The Concious Traveler

Build a life that you are excited to come home to.

The Nicoya peninsula is easily one of the most beautiful places we have ever visited, it is truly heaven on earth and exhibits the extremely profound loveliness of this planet along with its incredible diversity of flora and fauna. There is much less concrete, and warmer hospitality than we’ve experienced in a while. We also discovered that surfing is something we absolutely love to do together. We took our first official lesson and rented boards an a couple beautiful beaches. 

The nomadic soul has to experience other cultures and eco systems through travel, while not underestimating the importance of a more permenant nest, or “base camp” if you will. On some level if your “root chakra” or sense of security is unbalanced, each chakra thereafter will be unbalanced as well, because energy moves UP from the base of the spine. This has been a lesson both of us have learned and understood deeply, separately and together through countless nomadic seasons. 

Travel can be illuminating in the sense that it gives you perspective. Am I happy with my home and livelihood? Do I miss this or that? Or am I completely ready to move on, create paradise in my day to day routines? Am I dreading what awaits me on the other side? Am I in the wrong place at the wrong time? Am I forcing something to work when the universe is saying no, either subtly, or obviously? 

I think for us being in a somewhat remote and visually stimulating environment is very important, while enjoying the people and causes we work for, as well as having ample opportunity to build more fitting careers and enjoy our favorite recreational activities. While we loved Costa Rica, we were both happy to come home to magical Sedona. We were thrilled to see our cat, our friends, the red rocks. Charles with his rock climbing projects, and I with my very deep conversation with the high desert through paint. It very much felt like, there’s no place like home, after laying down in our bed that night on the day we returned. 

When you live in a heart centered way, the right paths open up to you. If you seek to move and restart your life, the way we did in our van, is it driven by an innocent curiosity and longing or by greed and desire? Are you answering a nudge from the universe with clarity and conviction? Simply falling in love with a place isn’t always enough. The stars have to align. While many people seek to “own” a little piece of Sedona, we very much accidentally ended up here. Needing to go south for the winter in our bus, it was a stop suggested to us by my father in California on our way to Sante Fe, New Mexico. Charles was not into it here when we arrived , for one because of the obvious corruption of wealth and spirituality, and two because a storm completely concealed the landscape! We nonetheless applied to a gig in the local paper because we were out of money again. The next day we were both hired full time, and haven’t left since. We found housing to fall into place more easily here than in Rimrock or Cottonwood! It was actually pretty comical at the time, trying to build a teepee in the middle of nowhere and facing an endless stream of obstacles from the banks, the county, and the locals.
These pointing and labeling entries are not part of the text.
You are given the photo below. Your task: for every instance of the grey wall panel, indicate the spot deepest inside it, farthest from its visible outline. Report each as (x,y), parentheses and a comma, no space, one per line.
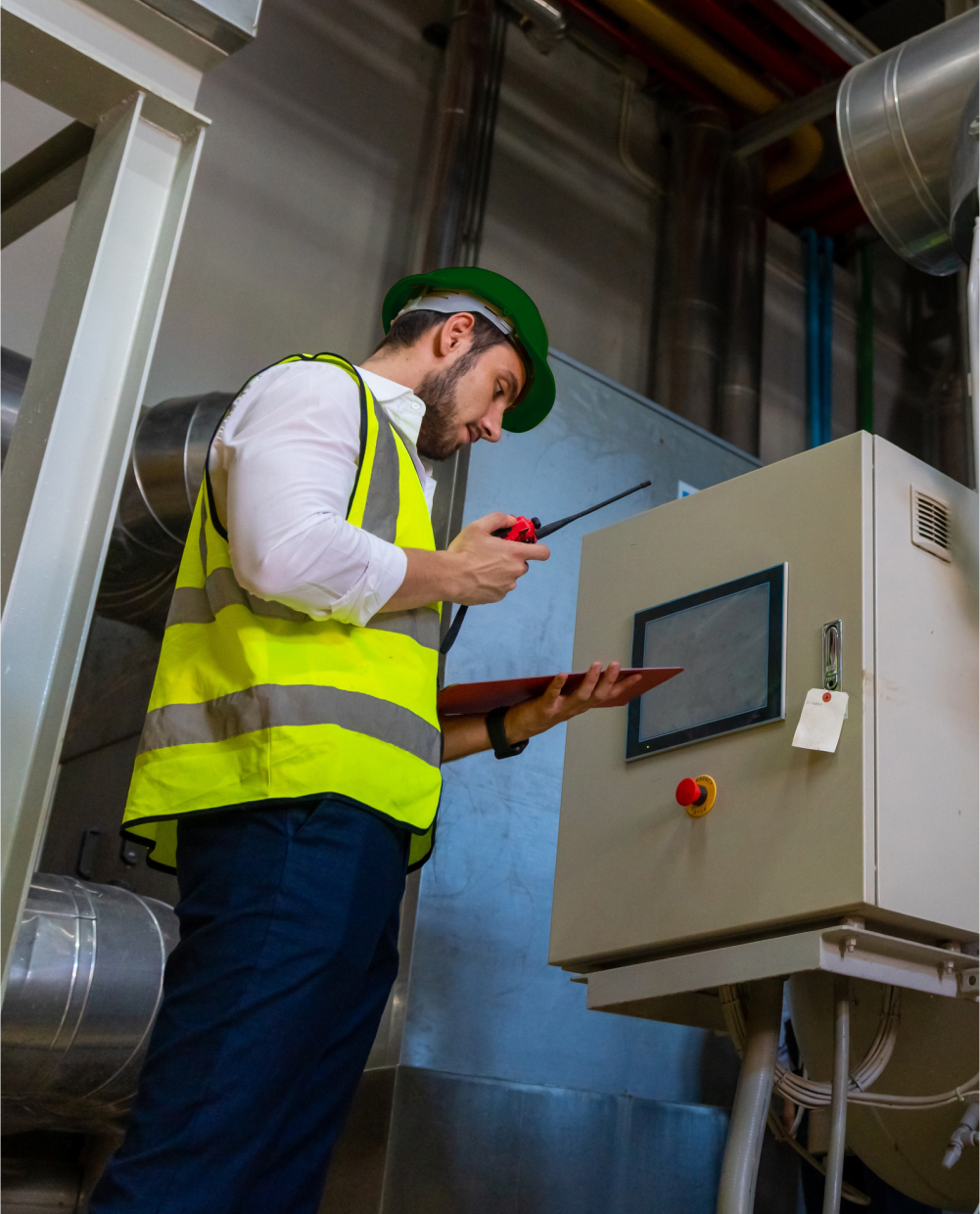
(471,1146)
(483,1000)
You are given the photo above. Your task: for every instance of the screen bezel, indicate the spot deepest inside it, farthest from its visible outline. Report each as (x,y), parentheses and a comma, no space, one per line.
(774,707)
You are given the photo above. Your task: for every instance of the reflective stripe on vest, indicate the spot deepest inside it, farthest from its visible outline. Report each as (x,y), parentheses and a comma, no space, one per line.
(256,701)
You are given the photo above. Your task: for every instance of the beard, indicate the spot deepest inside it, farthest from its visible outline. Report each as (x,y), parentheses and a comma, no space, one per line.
(438,434)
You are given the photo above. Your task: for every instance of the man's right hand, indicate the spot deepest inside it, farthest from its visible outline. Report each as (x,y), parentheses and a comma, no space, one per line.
(476,568)
(490,566)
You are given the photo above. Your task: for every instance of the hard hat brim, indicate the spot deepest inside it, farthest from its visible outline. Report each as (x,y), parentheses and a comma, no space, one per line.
(516,306)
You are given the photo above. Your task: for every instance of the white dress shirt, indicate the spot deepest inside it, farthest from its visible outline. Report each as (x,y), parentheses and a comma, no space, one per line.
(283,468)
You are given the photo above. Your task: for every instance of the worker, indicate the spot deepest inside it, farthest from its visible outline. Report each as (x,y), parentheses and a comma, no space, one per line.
(289,764)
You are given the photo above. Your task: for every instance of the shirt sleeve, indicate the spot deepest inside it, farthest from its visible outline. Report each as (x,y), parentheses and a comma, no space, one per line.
(283,469)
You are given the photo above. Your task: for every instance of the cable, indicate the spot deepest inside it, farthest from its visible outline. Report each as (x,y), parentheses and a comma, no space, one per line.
(817,1096)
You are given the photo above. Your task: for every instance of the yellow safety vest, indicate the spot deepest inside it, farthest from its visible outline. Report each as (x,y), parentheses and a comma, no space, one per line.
(254,701)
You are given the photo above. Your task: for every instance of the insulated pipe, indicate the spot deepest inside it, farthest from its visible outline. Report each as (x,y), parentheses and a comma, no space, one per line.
(838,1097)
(740,1168)
(84,990)
(464,138)
(741,370)
(806,143)
(688,329)
(829,26)
(777,64)
(812,360)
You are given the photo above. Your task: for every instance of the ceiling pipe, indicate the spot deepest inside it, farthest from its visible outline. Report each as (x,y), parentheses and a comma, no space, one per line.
(806,143)
(831,28)
(777,64)
(688,84)
(801,34)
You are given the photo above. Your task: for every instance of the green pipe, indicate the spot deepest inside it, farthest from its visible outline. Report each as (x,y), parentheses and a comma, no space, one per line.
(866,340)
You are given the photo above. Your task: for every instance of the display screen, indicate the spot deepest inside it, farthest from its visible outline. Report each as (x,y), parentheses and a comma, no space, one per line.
(730,641)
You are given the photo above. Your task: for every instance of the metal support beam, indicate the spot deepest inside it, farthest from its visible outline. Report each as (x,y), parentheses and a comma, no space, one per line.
(62,475)
(44,182)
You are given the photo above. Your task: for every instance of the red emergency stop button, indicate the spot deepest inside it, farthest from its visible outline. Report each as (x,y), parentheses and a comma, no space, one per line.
(697,795)
(691,793)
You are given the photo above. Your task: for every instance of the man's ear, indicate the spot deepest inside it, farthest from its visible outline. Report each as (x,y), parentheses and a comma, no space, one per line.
(454,333)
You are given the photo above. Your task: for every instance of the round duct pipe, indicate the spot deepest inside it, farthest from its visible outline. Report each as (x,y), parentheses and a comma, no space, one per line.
(898,117)
(161,487)
(84,988)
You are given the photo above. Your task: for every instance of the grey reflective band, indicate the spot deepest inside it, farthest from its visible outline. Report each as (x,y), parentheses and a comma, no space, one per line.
(383,500)
(273,706)
(422,624)
(197,605)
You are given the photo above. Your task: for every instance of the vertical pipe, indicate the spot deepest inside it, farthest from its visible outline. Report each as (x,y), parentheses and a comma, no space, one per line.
(973,309)
(688,324)
(826,337)
(812,304)
(866,339)
(741,372)
(740,1168)
(838,1097)
(464,137)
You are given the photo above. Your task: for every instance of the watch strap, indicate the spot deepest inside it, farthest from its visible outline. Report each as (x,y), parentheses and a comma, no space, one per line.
(501,748)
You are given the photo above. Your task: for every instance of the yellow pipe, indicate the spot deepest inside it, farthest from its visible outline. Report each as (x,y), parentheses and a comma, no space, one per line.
(806,143)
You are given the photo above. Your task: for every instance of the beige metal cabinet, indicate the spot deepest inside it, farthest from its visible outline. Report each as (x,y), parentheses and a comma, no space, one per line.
(885,827)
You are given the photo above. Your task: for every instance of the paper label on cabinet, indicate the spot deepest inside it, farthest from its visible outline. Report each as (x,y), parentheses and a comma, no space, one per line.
(819,723)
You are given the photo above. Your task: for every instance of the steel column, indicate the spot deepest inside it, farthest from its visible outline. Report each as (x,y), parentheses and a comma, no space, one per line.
(64,471)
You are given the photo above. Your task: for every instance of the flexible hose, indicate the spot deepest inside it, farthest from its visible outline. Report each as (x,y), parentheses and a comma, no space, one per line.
(736,1191)
(839,1096)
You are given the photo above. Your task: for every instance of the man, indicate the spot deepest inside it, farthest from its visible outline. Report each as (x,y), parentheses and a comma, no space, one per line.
(289,767)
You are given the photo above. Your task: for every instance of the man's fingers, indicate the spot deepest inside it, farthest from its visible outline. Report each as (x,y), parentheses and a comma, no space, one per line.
(551,692)
(493,522)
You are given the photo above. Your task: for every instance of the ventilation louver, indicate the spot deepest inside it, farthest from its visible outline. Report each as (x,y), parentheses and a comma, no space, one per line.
(930,525)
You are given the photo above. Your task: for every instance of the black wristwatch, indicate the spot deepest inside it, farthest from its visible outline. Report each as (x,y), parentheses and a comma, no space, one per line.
(501,748)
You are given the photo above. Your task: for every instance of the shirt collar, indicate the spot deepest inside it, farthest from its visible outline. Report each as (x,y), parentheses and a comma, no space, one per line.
(399,402)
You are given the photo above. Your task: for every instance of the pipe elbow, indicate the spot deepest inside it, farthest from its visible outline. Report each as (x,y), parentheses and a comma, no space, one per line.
(806,150)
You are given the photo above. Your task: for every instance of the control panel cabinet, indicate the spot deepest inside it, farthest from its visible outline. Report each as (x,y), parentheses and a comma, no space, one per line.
(877,556)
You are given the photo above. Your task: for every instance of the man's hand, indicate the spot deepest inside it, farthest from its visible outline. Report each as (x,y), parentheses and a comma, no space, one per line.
(476,568)
(490,566)
(468,734)
(551,708)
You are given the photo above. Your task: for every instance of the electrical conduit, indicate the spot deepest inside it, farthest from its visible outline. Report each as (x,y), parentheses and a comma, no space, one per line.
(736,1191)
(806,145)
(838,1097)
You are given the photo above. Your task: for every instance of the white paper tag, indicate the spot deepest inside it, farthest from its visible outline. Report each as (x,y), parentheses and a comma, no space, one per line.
(821,719)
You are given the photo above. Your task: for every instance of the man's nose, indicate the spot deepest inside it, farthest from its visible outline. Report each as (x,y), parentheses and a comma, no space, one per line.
(490,425)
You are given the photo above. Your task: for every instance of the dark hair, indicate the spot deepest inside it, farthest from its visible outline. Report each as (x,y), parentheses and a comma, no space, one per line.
(409,328)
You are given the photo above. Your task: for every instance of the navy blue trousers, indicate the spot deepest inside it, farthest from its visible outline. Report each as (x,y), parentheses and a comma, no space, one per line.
(288,951)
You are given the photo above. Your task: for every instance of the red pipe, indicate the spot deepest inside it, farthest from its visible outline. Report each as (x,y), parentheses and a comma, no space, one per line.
(778,16)
(833,190)
(783,67)
(686,81)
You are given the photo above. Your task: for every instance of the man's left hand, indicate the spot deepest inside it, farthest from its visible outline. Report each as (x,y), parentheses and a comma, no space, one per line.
(468,734)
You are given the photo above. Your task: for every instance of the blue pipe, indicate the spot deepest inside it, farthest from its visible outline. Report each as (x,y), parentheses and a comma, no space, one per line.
(813,365)
(826,337)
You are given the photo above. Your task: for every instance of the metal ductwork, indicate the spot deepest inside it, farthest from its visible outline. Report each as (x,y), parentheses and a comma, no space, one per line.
(161,486)
(898,117)
(84,990)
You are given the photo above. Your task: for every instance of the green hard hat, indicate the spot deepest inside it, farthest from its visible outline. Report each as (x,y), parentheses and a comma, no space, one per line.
(516,306)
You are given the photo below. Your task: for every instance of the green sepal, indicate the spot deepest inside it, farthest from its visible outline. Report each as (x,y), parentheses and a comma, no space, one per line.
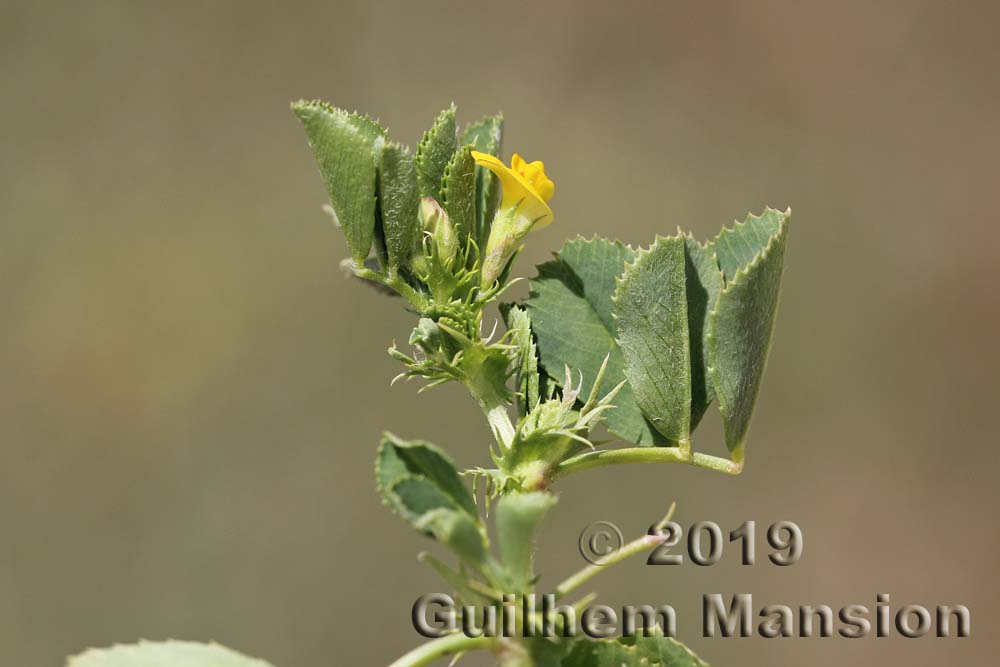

On the contrary, opportunities seemingly by the day, continue to open up for us here in Sedona, evidently keeping us here. 

Many times I imagined us buying a little beach hut in Punta Islita, or in a small mountain town in the jungle during our adventures in Guanacaste. But it was clear that it was all meant to be a moment in time, and that we were meant to come hOMe. 

So ask yourself, when you travel, can you appreciate a place without needing to claim it? Do you contribute to eco tourism or to the destruction of environments and local culture? Do you stimulate the native communities or fund large foreign cooperations? When you travel, are you entitled or humbled?

If you find yourself unhappy with where you are rooted, are your motivations to build a new life pure? When your intentions are pure, everything falls into place. It can be even harder to know the truth if it’s not the place you are dissatisfied with, but with the landscape inside of you. Then you are just constantly looking for the next best thing, never really satisfied, instead of honoring your own unique journey and where you are *meant* to be. 

Living full time in a tourist town and having the experience of being a “tourist” has caused us to reflect on the juxtaposition a lot. If you too are a traveler at heart, maybe you will find some of these thoughtful observations helpful.